Let word of mouth drive your business – in a new, powerful way.

Referrals, whether solicited or not, fall along these lines. Often, the best referral uses a combination of all four.
Word of mouth, as we all know, is the most powerful form of advertising, because it relies upon the quality of the product or service and comes from a reputable source: a friend, a trusted business partner, or a group that has social mojo. You can solicit the referral or the customer can initiate it, but regardless, it works.
We can break down the referral process into 4 basic methods, though all good referral systems use all of these in combination.
- Encourage: by asking customers to refer you, you’re reminding them that they can refer you. You better be ready to give something in return, however; something for nothing is a rare trait.
- Inform: If you have good content and seem like an authority on something, people are more likely to refer you.
- Promote: Promotions are, of course, powerful; “Tell a friend and get 30% off!”
- Reward: You’re buying a customer’s referral, but that’s not a bad thing. We all know how the world goes around.
Word of mouth is a viral process.
The viral process is one that describes any strategy that encourages individuals to pass on a marketing message to others, creating the potential for growth in message’s exposure and influence. This can be accomplished online rapidly, again, if you know what you’re doing. There are whole books devoted to it. When we say viral marketing, we’re just talking about referral marketing (or word of mouth marketing, these phrases are very interchangeable.)
How does referral marketing and simple word of mouth differ?
Whereas word of mouth is a rather passive process, referral marketing is not. At the very least, referral marketing is employed at the content level, where just providing good information is adequate to be referred. After all, with so many sources of information online, even in the smallest of niches, content is king.
The goal of all referral marketing is to take word of mouth from a passive process to an active one, which maximizes word of mouth. This can be summed up in four referral statements:
- w/o prompting (“I know the best real estate agent…”)

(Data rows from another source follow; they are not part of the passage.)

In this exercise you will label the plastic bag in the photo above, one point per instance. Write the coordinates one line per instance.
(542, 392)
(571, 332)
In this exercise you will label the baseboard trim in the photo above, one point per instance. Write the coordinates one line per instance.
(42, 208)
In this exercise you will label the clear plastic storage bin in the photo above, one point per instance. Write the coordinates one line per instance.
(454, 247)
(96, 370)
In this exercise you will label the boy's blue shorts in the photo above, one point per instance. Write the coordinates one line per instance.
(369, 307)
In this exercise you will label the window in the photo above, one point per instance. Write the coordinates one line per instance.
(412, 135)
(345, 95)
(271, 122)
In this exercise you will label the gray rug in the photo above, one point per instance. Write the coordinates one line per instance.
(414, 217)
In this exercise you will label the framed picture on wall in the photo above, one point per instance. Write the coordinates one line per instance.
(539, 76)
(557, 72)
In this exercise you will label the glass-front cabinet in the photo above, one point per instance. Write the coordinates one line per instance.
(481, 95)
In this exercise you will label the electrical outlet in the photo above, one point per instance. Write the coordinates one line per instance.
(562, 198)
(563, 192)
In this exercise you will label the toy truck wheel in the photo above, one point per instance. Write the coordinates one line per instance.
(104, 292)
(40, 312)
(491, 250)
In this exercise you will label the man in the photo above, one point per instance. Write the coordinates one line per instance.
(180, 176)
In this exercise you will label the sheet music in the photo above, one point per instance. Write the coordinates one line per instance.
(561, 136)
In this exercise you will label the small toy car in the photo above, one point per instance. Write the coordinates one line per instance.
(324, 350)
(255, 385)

- w/o prompting online (SEM, social media marketing, indirect email, articles)
- with prompting (USPS, handouts, pamphlets, business cards, etc.)
- with prompting online (direct email, creative writing, PPC, affiliates)
Online referral marketing is even more powerful than real-world referral marketing.

Having a website makes even real-world referral marketing more powerful. Thousands, if not tens of thousands of leads can be generated for the same price as hundreds (if you know what you're doing.)
What’s more, you can track it. With website and social media analytics, tracking what works — and what doesn’t — has never been easier. This is important because one way or another, you’re often paying for that referral, by giving a discount or offering a bonus, or simply paying the referrer dividends.
Affiliate marketing shows its value solely through tracking; there must be some type of accountability, otherwise no one would know how beneficial a certain affiliate is (how many leads they got.)
Integration with real-world referral marketing.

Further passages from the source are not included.